Ms Kirkpatrick said children who played and trained hardest appeared to get more severe injuries. Fourteen-year-olds were getting anterior cruciate ligament tear (ACL) - a potentially sports-ending knee injury - "whereas that maybe didn't really happen in yesteryear".
ACC said that level of intensity was too high, and backed the Australasian College of Sport and Exercise Physicians (ACSEP) guidelines suggesting the number of hours a week children train and play sports should match their age. A 10-year-old, for example, would do no more than 10 hours all up.
Ms Kirkpatrick said she had unsuccessfully tried asking sports clubs to cut back their regimes.
"The clubs do their stuff, and they say 'you come and train twice a week or you're on the bench' and that's what these girls hear."
While there's was no single reason behind the spike in injury rates, ACC said too much sport may be just as harmful as not enough exercise and some children were specialising in one sport at too young an age.
ACC head of injury prevention Isaac Carlson told Morning Report not only had injury rates increased but the injuries were severe.
"We're seeing young kids coming through with blown out knee ligaments and shoulder ligaments, injuries that used to be just the realm of people participating in elite-level professional sport," he told Morning Report
"The key message here is that we allow kids the time to physically mature and that we're not pushing them too hard too soon" - Isaac Carlson, ACC head of injury prevention
Children interested in pursing a professional career in sport were doing high intensity training at a younger age. They could be training every week night and taking part in two or three competition meets in the weekend. "It's easy to see how kids can quickly be burnt out."
There should also be a balance between structured training and competition and play, he said. "We want to give them as much time for natural play as possible. They develop a lot physically just through natural play as well."
ACSEP also suggested children shouldn't specialise in a single sport until the age of 12.
Mr Carlson said ACC advice was not to specialise before the age of 14 when children were more physically resilient.
Later specialisation may also produce a greater chance of sporting success, he said.
"There's really strong evidence that those kids that maintain a broad range of physical activity, and don't push too hard too soon go on to have a greater level of sporting achievement."

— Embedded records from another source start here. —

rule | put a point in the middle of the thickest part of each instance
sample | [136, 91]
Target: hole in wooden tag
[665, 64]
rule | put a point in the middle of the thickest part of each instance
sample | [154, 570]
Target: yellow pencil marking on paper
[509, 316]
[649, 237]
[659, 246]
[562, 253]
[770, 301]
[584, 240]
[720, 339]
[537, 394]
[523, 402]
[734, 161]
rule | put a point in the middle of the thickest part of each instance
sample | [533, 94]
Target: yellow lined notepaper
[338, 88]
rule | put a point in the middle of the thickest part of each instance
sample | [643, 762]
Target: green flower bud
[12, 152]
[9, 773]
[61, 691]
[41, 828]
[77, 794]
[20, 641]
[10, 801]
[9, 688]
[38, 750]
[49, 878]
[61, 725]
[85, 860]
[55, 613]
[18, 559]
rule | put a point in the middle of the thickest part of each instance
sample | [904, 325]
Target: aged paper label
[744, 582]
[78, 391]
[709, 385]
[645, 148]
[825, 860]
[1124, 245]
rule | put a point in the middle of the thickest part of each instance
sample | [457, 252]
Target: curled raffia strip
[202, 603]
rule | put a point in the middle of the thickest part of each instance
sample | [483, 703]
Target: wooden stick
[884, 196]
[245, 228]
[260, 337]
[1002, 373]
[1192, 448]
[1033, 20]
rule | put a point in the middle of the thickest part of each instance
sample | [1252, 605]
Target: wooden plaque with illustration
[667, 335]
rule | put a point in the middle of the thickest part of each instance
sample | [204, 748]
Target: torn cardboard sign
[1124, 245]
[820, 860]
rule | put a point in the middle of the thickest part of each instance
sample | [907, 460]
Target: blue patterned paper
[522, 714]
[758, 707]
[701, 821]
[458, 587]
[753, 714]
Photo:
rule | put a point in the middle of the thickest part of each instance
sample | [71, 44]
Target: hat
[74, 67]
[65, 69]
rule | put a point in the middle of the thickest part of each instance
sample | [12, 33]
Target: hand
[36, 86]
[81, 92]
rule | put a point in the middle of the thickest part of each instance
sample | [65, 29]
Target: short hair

Dr Natalie Hogg, clinical psychologist for elite sportspeople, said there was a risk young people specialised at the expense of friends, family and school, and their sense of self and identity could suffer if they failed in their quest.
There was also no evidence that starting young created better adult athletes.
Physiotherapist Sharon Kearney, who specialises in adolescent sports injuries, said young bodies were not built for the intense training regimes in high-performance programmes.
"Secondary school kids are not high performance athletes, they are adolescents with immature musculoskeletal systems," she said.
She said she knew of schools that pushed kids to row more often than elite rowers and high school rugby teams where the players had back injuries they would take to their graves.
"The increasing opportunity to be a professional athlete is driving professional type programmes within a secondary school environment," she said.
Mr Carlson said too much high-intensity training reduced the energy available for growth and development. "This can affect not only peak bone mass and the onset of puberty but a number of other important body systems which can have lifelong consequences for injury and physical and mental illness.
Athletics New Zealand medical director Dr Dan Exeter, a sport and exercise physician, said clubs and coaches bore some responsibility for over-training but most of it belongs to the parents.
"You have to drive your child to training, you have to take your child to practice, you have to take them to the dance studio," he said. "The only person who knows exactly how much that kid is doing is the parent."
He argues inactivity is a bigger problem.
Despite pushy parents and enabling sports clubs, Ms Kearney said the real message keen kids needed to hear was that "they won't get a career opportunity if they're broken".
She reminded people just how hard it is to make it to the top, and pointed out there had only ever been 173 Silver Ferns.